Photo by Eric C. Bryan

7 replies
  1. Alex
    Alex says:

    Thanks for the reminder that we can’t minister to others if we don’t take time to care for ourselves.

    I can’t wait for to peruse the farmer’s markets with you this summer. And take that vegetarian cooking class.

    P.S. Why do Episcopalians have such better titles than us Presbyterians? I am a Teaching Elder; you are The Rev. Canon. There’s no contest!

  2. Meg
    Meg says:


    THANKS for this word, timely spoken into my life. Returning home from Easter morning service, exhausted, I wanted nothing more than to clean my house from top to bottom, do the laundry and plan meals for the coming week. What a JOY to go to the grocery store and buy fresh produce after a week of eating whatever I could manage in between worship plans, hospital visits and the like.

    I’m not certain that cooking does for me what it does for you but the reminder to care for myself is an important one. And a helpful tip to all RevGirls: prepare in advance. Holy Moly Week will be back again next year so make a bunch of food you can re-heat or defrost to feed yourself and your soul during that stressful time.

  3. Julie
    Julie says:

    What a wonderful article! I’m in the process of rediscovering that I love to cook, and like you have an aversion to leftovers. Thanks for the push to try smaller quantities in the crock-pot.

  4. Ashley
    Ashley says:

    I found myself in your words. While in seminary I found a love for cooking and for good food. In fact, my new years resolution was to cook two new meals a week. It was easy because I had roommate that would eat the leftovers.

    Thanks for reminding me to do what I love. I went to the grocery store yesterday(my day off) and loved walking the aisles figuring out what I was going to make.

  5. Corein
    Corein says:

    Wonderful article, thank you! I have recently experienced a similar shift in my eating and cooking habits. Thank you for the encouragement to continue to treat my body well and recognize that good cooking and good eating can also be good spiritual practice.
    In the words of Liz Lemon, “I want to go to there.”

  6. Joe Yonan
    Joe Yonan says:

    Mariclair, I just stumbled on this post and have to thank you for such a lovely description of the process of learning to enjoy cooking for yourself.

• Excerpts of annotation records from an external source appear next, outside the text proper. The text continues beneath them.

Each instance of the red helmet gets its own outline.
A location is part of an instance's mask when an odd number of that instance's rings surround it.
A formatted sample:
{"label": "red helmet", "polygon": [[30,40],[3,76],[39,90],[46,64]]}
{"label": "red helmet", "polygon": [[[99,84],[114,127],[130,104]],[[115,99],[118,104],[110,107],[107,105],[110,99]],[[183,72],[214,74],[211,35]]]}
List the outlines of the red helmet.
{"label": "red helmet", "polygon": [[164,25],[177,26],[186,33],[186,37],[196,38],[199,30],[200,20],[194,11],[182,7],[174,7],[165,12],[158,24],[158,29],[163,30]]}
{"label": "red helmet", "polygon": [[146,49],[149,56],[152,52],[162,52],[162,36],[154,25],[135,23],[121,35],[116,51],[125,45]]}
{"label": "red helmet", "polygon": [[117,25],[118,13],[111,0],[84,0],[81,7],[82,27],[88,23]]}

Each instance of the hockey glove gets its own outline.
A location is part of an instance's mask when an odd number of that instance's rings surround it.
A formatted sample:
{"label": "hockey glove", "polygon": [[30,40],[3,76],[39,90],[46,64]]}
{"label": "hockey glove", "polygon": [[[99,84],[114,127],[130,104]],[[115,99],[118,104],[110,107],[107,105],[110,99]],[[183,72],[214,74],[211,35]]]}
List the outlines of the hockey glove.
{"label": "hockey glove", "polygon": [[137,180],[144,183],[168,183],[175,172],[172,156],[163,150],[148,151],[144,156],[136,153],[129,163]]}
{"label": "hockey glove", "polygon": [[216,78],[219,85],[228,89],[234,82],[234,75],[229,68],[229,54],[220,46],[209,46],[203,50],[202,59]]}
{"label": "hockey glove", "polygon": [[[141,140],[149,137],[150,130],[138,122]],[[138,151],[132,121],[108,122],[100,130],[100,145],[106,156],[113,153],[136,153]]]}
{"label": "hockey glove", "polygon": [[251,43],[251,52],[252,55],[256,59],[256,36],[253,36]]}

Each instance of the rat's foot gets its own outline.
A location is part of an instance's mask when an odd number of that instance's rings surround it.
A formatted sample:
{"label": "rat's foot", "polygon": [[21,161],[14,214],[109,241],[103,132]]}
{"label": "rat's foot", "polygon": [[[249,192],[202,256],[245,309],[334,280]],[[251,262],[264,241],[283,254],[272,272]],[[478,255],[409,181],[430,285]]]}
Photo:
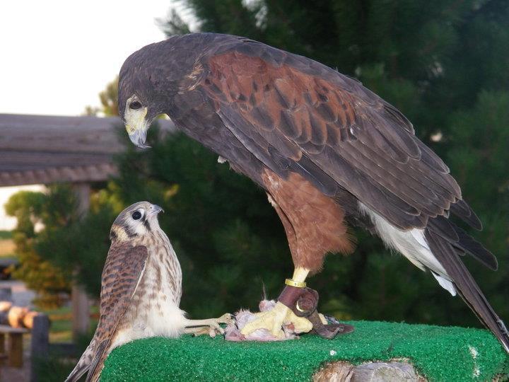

It’s a feeling I try to proselytize about myself, in my cookbook, on my blog, and I love that you’re spreading the word. Cook your heart out!
    Joe Yonan

  7. Betsy T
    Betsy T says:

    Just saw this post- great one! I’ve always loved to cook, but it is truly hard to cook for one. So many recipes are portioned for 4-8 that it took me quite a while to learn how to scale down. Learning a basic recipe and figuring out how to repurpose recipes lets me think I’m not eating just leftovers all the time. I’m happy to eat leftovers much of the time, but right now I have a Giant Bulgar Salad in my fridge that has been turned into burgers and soon will be a loaf and might end up in a bread as well. (That was kind of a mistake, in hindsight. See note above about scaling down.)

    It’s hard work, indeed, to feed one or two!

    You also nailed the other hard part: working out. It’s hard to give myself the permission to find the time to do my workouts. I know that no one is angry with me when I take off for an hour at lunchtime, but it’s hard to give myself that go-ahead.